# Feature selection:
**Selecting molecular descriptors following the Ash & Fourches (2017) procedure** (it is assumed that these steps were made independently for each set of descriptors):
1. **Low variance filter:** Features in the lower variance quartile were discarde.
    - This means that at least 25% of the features will be removed.
    
    
2. **Correlation filters:** For any pair of descriptors with $|r| > 0.9$ the descriptor with largest mean of $|r|$ was removed.

#### Additionaly they did the following analysis (not necessarily to drop features):
1. **Pearson correlation between each descriptor and pKi values.**  
2. **Paired t-test between active and inactive ligands using each set of descriptors.**

In [24]:
import pandas as pd
import numpy as np
import pickle

### Load the data

In [30]:
file_ = './main_table_of_Fourches_ligs_ERK2.pkl'
with open(file_, 'rb') as f:
    df_erk2_mols = pickle.load(f)
df_erk2_mols = df_erk2_mols.set_index('Name')

# MACC Keys

In [31]:
#  Let's extract the MACCS Keys as a Data frame
s = df_erk2_mols.maccs.map(lambda x: list(map(np.float, x)))
df_maccs_all = pd.DataFrame.from_dict(dict(zip(s.index, s.values))).T
# We have to clarify that MACCS Keys from rdkit includes a dummy key at the begining due to the 0 indexing
# Let's drop it
df_maccs_all = df_maccs_all.drop([0], axis=1)
df_maccs_all.head()

Unnamed: 0,1,2,3,4,5,6,7,8,9,10,...,157,158,159,160,161,162,163,164,165,166
CSAR_erk2_18,0.0,0.0,0.0,0.0,0.0,0.0,0.0,0.0,0.0,0.0,...,1.0,1.0,1.0,1.0,1.0,1.0,1.0,1.0,1.0,0.0
CSAR_erk2_20,0.0,0.0,0.0,0.0,0.0,0.0,0.0,0.0,0.0,0.0,...,1.0,1.0,1.0,1.0,1.0,1.0,1.0,1.0,1.0,0.0
CSAR_erk2_17,0.0,0.0,0.0,0.0,0.0,0.0,0.0,0.0,0.0,0.0,...,1.0,1.0,1.0,1.0,1.0,1.0,1.0,1.0,1.0,0.0
CSAR_erk2_16,0.0,0.0,0.0,0.0,0.0,0.0,0.0,0.0,0.0,0.0,...,1.0,1.0,1.0,1.0,1.0,1.0,1.0,1.0,1.0,0.0
CSAR_erk2_15,0.0,0.0,0.0,0.0,0.0,0.0,0.0,0.0,0.0,0.0,...,1.0,1.0,1.0,1.0,1.0,1.0,1.0,1.0,1.0,0.0


### Variance Threshold

Ash and Fourches dropped all the features/bits inside the lower quartile of the feature variances.

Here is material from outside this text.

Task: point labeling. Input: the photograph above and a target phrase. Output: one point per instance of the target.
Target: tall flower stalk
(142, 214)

This meas they would remove 166/4 ~ 42 variables; however, they actually remove 45 variables (see Table 1). 

##### In our results, how many bits have only 0 or 1 values?

In [17]:
(df_maccs_all.sum().values == 1).sum()

5

In [18]:
# How many bits have only zeros
(df_maccs_all.sum().values == 0).sum()

37

 We can start by droping these 37 features with only zeros, plus 5 features with only ones, then we'll have 129 remained bits

##### Use the VarianceThreshold class from *sklearn*:

In [19]:
from sklearn.feature_selection import VarianceThreshold

In [20]:
sel_var = VarianceThreshold(0)
df_maccs_filt1 = sel_var.fit_transform(df_maccs_all)
df_maccs_filt1.shape

(87, 120)

In [21]:
np.array(sorted(sel_var.variances_))

array([0.        , 0.        , 0.        , 0.        , 0.        ,
       0.        , 0.        , 0.        , 0.        , 0.        ,
       0.        , 0.        , 0.        , 0.        , 0.        ,
       0.        , 0.        , 0.        , 0.        , 0.        ,
       0.        , 0.        , 0.        , 0.        , 0.        ,
       0.        , 0.        , 0.        , 0.        , 0.        ,
       0.        , 0.        , 0.        , 0.        , 0.        ,
       0.        , 0.        , 0.        , 0.        , 0.        ,
       0.        , 0.        , 0.        , 0.        , 0.        ,
       0.        , 0.01136214, 0.01136214, 0.01136214, 0.01136214,
       0.01136214, 0.02246003, 0.02246003, 0.02246003, 0.02246003,
       0.02246003, 0.02246003, 0.02246003, 0.02246003, 0.0332937 ,
       0.0332937 , 0.0332937 , 0.0332937 , 0.0332937 , 0.0332937 ,
       0.04386313, 0.04386313, 0.04386313, 0.04386313, 0.04386313,
       0.04386313, 0.04386313, 0.04386313, 0.04386313, 0.04386

##### Boolean features (Bernoulli rvs)
Assuming each descriptor is a Bernoulli random variable with $p = n_a/N$:
> $var(x) = p(1 - p)$

In [22]:
n = 166
p = df_maccs_all.sum()/n
var = p*(1-p)*n

q = np.quantile(var.values, 0.25)
df_maccs_filt2 = df_maccs_all.iloc[:, var.values > q]
df_maccs_filt2.shape

(87, 124)

## RDKit 2D Descriptors

In [None]:
### KNIME

In [45]:
rdk2d_knime = pd.read_csv('knime/2d_rdki_knime.csv')
rdk2d_knime['Filename'] = rdk2d_knime['Filename'].apply(lambda x: x.split('.')[0])
rdk2d_knime = rdk2d_knime.set_index('Filename')
rdk2d_knime = rdk2d_knime.iloc[:, 6:]

rdk2d_knime = rdk2d_knime.reindex(df_rdkit_all.index)

In [None]:
### RDKit

In [29]:
from rdkit.Chem import Descriptors
# MQN Descriptors go from 1 to 42
names_MQN = ['MQN' + str(i) for i in range(1, 43)]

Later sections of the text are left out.